The purpose of the Compendium of Best Practices was to identify and record best practices, in order to inform the design of the future response to the impact of the Syria crisis, and to stimulate scaling-up and replication of proven approaches and practices. Originally, the compendium was designed to include lessons learnt. However, all selected submissions constitute best practices.
The majority of the LCRP’s best practices showcased in this compendium are innovative solutions building on or driven by Lebanon’s unique context. Nevertheless, they show a high degree of replicability, certainly within Lebanon, and in other countries. Replication in other countries may be based on underlying principles of these approaches, methods and models, and by adapting to the local contexts. Importantly, the majority of these best practices brought out by the LCRP can be integrated into other crisis responses in Lebanon.
The LCRP’s best practices contained in this compendium underline some of the findings of the LCRP Strategic Review: Sustainability is constrained by the combination of policy and regulatory limitations, limited absorption capacity of already strained public institutions and a continuously worsening situation.
Nevertheless, creative ways of anchoring sustainability for example in communities are included in these best practices. Secondly, due to the lack of thorough impact assessment, the impact of the LCRP’s best practices is unclear with the exception of cash programming.

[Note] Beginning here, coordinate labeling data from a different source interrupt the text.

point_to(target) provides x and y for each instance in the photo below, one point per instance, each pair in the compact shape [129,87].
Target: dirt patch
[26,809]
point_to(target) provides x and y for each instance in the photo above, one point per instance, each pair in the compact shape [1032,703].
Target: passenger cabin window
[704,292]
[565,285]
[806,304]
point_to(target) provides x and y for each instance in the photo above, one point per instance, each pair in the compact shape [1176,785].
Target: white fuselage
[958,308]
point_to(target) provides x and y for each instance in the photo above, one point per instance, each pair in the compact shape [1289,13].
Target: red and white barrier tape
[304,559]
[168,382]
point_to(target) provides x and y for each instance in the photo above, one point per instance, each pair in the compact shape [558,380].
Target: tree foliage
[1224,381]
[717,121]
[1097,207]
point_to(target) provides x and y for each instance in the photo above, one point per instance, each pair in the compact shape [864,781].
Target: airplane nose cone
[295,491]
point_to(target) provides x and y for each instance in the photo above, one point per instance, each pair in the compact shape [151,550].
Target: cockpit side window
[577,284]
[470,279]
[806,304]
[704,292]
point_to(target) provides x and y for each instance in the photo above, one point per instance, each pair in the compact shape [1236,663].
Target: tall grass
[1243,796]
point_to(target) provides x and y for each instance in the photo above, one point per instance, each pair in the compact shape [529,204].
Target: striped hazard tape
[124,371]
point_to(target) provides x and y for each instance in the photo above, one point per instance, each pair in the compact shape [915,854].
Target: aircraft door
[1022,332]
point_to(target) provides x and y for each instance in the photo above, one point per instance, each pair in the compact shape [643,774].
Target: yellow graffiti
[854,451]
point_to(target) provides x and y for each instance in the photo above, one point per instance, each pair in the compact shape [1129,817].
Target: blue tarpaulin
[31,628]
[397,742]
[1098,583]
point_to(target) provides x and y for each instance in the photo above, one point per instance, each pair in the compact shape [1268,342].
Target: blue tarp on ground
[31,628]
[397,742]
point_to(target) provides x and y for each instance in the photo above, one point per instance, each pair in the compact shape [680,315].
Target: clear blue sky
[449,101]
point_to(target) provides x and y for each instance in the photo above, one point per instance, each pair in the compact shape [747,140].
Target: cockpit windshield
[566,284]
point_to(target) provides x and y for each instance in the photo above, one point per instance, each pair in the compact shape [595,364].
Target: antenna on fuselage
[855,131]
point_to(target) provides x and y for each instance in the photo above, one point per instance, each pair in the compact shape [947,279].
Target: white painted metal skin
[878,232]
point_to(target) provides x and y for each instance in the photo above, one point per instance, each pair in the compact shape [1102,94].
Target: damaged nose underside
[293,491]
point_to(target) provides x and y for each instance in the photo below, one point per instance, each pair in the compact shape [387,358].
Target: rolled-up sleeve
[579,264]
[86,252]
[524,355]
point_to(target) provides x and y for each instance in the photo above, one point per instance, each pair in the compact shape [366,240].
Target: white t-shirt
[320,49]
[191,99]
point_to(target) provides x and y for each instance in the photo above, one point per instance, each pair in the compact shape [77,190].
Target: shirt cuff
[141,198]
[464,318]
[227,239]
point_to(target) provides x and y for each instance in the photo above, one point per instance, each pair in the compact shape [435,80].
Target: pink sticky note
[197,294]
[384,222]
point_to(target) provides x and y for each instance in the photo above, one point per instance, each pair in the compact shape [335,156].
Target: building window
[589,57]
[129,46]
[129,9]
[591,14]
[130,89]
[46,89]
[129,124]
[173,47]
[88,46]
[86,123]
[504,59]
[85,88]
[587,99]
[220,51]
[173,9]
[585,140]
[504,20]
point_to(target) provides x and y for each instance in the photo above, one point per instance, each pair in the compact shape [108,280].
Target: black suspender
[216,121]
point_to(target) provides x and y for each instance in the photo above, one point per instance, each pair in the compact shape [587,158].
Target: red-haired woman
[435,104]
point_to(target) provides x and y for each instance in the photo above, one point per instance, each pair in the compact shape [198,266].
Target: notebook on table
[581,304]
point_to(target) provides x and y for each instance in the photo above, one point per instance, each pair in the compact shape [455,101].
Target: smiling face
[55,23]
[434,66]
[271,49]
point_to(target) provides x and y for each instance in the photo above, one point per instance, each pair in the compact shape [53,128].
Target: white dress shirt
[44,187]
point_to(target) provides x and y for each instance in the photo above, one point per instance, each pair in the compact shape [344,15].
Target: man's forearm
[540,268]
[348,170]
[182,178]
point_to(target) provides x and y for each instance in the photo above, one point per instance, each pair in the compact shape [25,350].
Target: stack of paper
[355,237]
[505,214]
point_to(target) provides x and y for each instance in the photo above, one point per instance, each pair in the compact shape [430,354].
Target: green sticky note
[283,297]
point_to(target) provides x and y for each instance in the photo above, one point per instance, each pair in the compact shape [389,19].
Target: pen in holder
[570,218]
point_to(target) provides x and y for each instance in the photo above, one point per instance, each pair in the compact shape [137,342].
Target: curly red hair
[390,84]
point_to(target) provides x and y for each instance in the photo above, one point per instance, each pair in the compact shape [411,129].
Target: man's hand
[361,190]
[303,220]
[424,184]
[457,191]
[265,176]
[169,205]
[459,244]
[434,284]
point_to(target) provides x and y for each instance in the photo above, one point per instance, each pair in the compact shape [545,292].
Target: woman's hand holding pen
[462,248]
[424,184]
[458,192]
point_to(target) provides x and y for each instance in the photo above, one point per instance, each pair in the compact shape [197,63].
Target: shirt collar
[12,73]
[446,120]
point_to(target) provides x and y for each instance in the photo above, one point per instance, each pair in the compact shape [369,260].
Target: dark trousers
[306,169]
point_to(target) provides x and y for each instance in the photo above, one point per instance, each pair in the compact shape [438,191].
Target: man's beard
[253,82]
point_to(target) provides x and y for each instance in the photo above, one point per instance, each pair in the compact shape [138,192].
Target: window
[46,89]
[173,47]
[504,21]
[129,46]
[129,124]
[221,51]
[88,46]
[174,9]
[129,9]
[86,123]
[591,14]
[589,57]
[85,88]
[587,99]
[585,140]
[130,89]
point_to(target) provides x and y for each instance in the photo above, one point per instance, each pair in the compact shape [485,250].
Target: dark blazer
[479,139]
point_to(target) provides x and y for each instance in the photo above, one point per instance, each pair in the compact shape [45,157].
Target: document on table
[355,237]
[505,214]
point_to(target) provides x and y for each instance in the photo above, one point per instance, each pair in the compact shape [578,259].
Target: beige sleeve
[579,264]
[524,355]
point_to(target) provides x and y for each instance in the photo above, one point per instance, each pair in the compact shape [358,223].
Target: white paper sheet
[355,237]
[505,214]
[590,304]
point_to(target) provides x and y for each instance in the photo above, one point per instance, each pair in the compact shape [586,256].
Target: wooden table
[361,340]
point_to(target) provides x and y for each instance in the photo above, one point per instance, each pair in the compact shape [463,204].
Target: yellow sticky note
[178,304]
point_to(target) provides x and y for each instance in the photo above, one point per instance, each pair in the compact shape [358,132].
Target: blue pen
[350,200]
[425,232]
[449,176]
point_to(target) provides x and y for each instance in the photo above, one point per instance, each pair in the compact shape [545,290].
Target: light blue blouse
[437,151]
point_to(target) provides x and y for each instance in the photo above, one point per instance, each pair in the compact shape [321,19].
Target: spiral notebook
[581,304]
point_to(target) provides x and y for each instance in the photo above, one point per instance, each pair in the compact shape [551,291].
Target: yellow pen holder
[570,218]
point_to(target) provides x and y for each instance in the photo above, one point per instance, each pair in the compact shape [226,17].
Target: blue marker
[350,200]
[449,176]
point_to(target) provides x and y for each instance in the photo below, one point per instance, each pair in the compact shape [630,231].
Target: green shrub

While the majority of the featured best practices involve Lebanese organisations to some degree, on two of the best practices are solely designed and implemented by Lebanese organisations. This in itself highlights the need to dedicate more work to localisation in Lebanon. The two Lebanese practices showcased here present ways to embed interventions in local communities thus integrating sustainability measures.
Finally, more than half of the best practices from the past five years of implementing the LCRP are multisectoral approaches, contrasting the LCRP’s sectoral set-up.